- Born: Rebecca Margaret Swift 10 January 1964 Highbury, London, England
- Died: 18 April 2017 (aged 53)
- Other name: Becky Swift
- Education: Camden School for Girls
- Alma mater: New College, Oxford
- Occupations: Poet and essayist
- Known for: Co-founder of The Literary Consultancy
- Parent(s): Clive Swift Margaret Drabble
- Relatives: Adam Swift (brother) Joe Swift (brother) David Swift (uncle) A. S. Byatt (aunt)

= Rebecca Swift =

British poet and essayist (1964–2017)

Rebecca Swift (10 January 1964 – 18 April 2017) was a British poet and essayist. She was co-founder in 1996 of The Literary Consultancy.

==Biography==
Rebecca Margaret Swift was born in Highbury, north London, the daughter of Clive Swift and Margaret Drabble. Her brothers are Adam Swift and Joe Swift.

As a student, Swift attended the Camden School for Girls and New College, Oxford.

From 1989 to 1995, she worked as a junior editor at Virago Press. She was made redundant after Virago was purchased by Little, Brown and Company. In 1992 and 1995, she published Letters from Margaret: The Fascinating Story of Two Babies Swapped at Birth, and Imagining Characters, respectively. She co-founded The Literary Consultancy, an editing company, in 1996 with Hannah Griffiths. The Literary Consultancy has helped many writers, including Prue Leith, Neamat Imam, and Jennifer Makumbi. In 2009, The Literary Consultancy became a founding member of the Free Word Centre.
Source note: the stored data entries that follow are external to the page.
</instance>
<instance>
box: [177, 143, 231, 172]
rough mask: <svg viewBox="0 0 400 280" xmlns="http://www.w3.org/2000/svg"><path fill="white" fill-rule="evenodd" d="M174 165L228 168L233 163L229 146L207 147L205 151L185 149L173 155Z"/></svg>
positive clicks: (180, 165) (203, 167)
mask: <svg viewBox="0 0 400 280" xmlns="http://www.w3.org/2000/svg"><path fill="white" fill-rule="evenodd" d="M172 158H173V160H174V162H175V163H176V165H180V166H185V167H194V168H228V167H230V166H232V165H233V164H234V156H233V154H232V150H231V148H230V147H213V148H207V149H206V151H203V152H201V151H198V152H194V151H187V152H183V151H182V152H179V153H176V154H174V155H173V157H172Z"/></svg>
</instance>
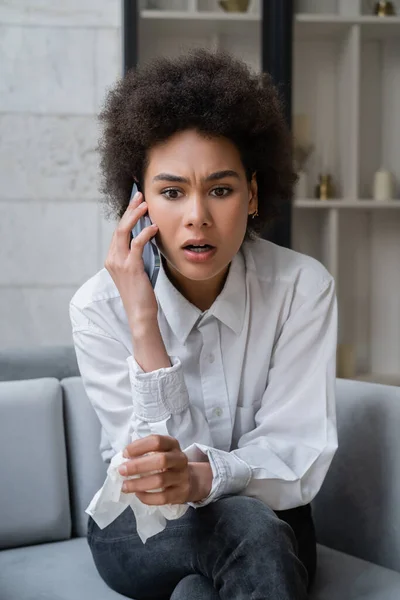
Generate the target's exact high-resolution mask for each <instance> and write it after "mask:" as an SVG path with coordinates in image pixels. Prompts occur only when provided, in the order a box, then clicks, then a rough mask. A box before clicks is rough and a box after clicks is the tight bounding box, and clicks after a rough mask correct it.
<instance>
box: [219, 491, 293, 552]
mask: <svg viewBox="0 0 400 600" xmlns="http://www.w3.org/2000/svg"><path fill="white" fill-rule="evenodd" d="M218 502H221V503H222V504H221V506H220V508H221V517H220V519H219V522H220V523H221V525H222V526H223V527H224V530H225V532H226V531H227V530H228V531H229V530H230V531H231V532H232V533H233V534H234V535H235V537H238V538H240V539H241V540H244V539H246V540H247V541H248V542H250V543H253V542H255V541H260V540H263V539H264V540H265V539H268V540H270V541H272V540H273V539H274V540H276V541H279V540H280V539H282V538H286V539H287V538H289V539H290V541H291V542H292V543H294V544H295V543H296V542H295V536H294V532H293V530H292V528H291V527H290V526H289V525H288V524H287V523H286V522H285V521H282V520H281V519H279V517H278V516H277V515H276V514H275V512H274V511H273V510H272V508H270V507H269V506H267V505H266V504H264V502H262V501H261V500H258V498H251V497H249V496H229V497H227V498H221V499H220V500H219V501H217V503H218ZM217 503H216V504H217Z"/></svg>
In 1999, Swift wrote "Are You Reading Me?" for her master's thesis at the Tavistock Clinic. In 2001, she organised a bursary scheme to provide free editing services to low-income writers. In 2011, she published Dickinson: Poetic Lives, a biography of Emily Dickinson. In 2012, she organised the first digital conference for writers in the United Kingdom, "Writing in a Digital Age" at the Free Word Centre. The conference discussed the current publishing landscape, including self-publishing.

==Death and legacy==
Swift died of cancer on 18 April 2017, at the age of 53.

In her honour, the Rebecca Swift Foundation was formed by Aki Schilz, who succeeded Swift as director of TLC, and the foundation is now managed by a Board of Trustees and Project Manager. In June 2018, the foundation announced the Women Poets' Prize, to be awarded biennially to three poets, at the Second Home Poetry Festival. It will also provide support to winning poets, in partnership with affiliated organisations.